Resim: Ryan Hutton
Kutsal Kitap’tan Okunacak Bölüm: Romalılar 1:18–25
Tanrı’nın görünmeyen nitelikleri –sonsuz gücü ve Tanrılığı– dünya yaratılalı beri O’nun yaptıklarıyla anlaşılmakta, açıkça görülmektedir. — Romalılar 1:20
Geçenlerde İspanya’dan bir adamla tanıştım ve onunla din hakkında biraz konuşup Tanrımız’ın büyüklüğüne ve inanlı olmanın bereketlerine tanıklık ettim. Konuşmamız sırasında hümanist (yani insanın yüce varlık olduğuna ve kendisinin temelde iyi olduğuna inanan biri) olduğu açıklığa kavuştu. Ayrıca çevreye karşı sorumlu olmak konusunda epey konuştu ama doğayı yaratan Tanrı’yı kabul etmiyordu.
Daha sonra düşünceye daldığımda aklıma şu sorular geldi: “Her şeyi bilen ve her şeye gücü yeten Tanrı’ya olan imanımız konusunda neyi temel alıyoruz? Neden evreni yaratan Üstün bir Varlığa inanıyoruz?” Her gün gördüğümüz, düşündüğümüz Yaratılış (doğa), onun güzelliği ve düzeni, bize Tanrı’ya işaret etmiyor mu?
Biz körü körüne iman etmiyoruz. İmanımız gerçekleri ve fiziksel gözlerimizle gördüğümüz görülebilir işaretleri temel alır. Bu gece dışarıya çıkıp yıldızlara bakın. Çevrenizdeki doğaya bakıp ona hayranlık duymak için zaman harcayın. İnsanların yeryüzünü yöneten yasalar hakkında öğrenebildiklerini etüt edin. Sonra da tüm bunları Yaratan’ı onurlandırıp yüceltin.

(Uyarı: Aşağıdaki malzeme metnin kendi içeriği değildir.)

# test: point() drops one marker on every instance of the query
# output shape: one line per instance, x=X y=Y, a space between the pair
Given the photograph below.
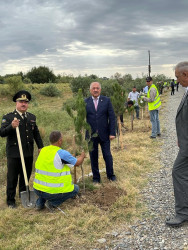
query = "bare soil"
x=102 y=197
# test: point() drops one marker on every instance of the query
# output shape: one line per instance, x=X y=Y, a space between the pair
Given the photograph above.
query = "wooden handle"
x=21 y=155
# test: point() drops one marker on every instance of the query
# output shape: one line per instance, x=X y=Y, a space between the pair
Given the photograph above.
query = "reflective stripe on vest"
x=48 y=178
x=157 y=101
x=51 y=173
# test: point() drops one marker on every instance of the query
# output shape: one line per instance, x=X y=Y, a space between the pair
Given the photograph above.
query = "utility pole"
x=149 y=66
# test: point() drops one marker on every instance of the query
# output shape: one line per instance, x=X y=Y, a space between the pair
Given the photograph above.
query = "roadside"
x=151 y=232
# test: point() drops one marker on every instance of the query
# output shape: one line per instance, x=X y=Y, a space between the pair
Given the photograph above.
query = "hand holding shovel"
x=28 y=197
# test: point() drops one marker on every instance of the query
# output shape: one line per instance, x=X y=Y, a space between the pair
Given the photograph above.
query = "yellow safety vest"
x=157 y=102
x=49 y=179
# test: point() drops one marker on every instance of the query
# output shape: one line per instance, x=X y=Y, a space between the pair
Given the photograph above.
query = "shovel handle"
x=21 y=155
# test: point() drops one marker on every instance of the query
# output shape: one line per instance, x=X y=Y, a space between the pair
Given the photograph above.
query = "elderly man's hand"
x=15 y=123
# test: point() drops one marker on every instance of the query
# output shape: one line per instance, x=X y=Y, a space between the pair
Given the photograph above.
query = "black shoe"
x=12 y=205
x=50 y=206
x=112 y=178
x=175 y=221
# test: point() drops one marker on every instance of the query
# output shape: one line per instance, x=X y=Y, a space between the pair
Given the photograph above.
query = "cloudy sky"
x=99 y=37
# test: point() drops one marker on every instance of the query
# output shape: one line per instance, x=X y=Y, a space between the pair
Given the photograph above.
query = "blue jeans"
x=154 y=118
x=54 y=199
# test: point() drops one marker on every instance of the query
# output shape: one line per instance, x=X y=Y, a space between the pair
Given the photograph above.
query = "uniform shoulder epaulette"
x=10 y=113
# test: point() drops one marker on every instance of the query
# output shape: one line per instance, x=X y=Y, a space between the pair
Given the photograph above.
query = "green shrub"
x=14 y=84
x=71 y=102
x=50 y=90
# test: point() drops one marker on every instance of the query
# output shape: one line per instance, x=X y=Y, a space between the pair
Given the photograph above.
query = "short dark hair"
x=55 y=136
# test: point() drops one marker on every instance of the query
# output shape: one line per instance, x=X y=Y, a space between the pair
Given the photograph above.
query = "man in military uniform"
x=28 y=133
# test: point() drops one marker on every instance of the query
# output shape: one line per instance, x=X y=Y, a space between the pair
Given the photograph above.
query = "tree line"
x=43 y=74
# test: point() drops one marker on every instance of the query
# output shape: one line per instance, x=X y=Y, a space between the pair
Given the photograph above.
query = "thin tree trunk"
x=132 y=118
x=142 y=113
x=74 y=149
x=120 y=133
x=83 y=178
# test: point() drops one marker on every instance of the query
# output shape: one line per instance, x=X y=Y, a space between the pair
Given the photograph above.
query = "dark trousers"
x=107 y=156
x=180 y=182
x=14 y=172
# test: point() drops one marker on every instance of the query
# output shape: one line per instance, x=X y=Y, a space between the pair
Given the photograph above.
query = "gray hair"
x=93 y=83
x=182 y=66
x=55 y=136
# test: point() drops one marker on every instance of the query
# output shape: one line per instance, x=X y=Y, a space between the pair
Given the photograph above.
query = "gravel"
x=152 y=233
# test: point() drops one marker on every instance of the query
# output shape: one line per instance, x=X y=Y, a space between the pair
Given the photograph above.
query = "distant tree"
x=93 y=77
x=118 y=102
x=26 y=80
x=127 y=78
x=64 y=78
x=50 y=90
x=107 y=87
x=81 y=82
x=42 y=74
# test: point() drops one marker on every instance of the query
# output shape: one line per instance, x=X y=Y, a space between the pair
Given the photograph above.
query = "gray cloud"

Modern hümanist mantığın, Yaratıcımız, rablerin Rabbi, kralların Kralı olan Kurtarıcımız’a olan basit imanımızı sarsmasına asla izin vermeyin. Yüreklerimizde Tanrı’nın lütuf işini yaşadıktan sonra Kurtarıcımız’ın yaşadığını bildiğimize tanıklık etmekten hiçbir zaman korkmayalım.
Gördüklerim, görmediklerime inanmayı öğretiyor.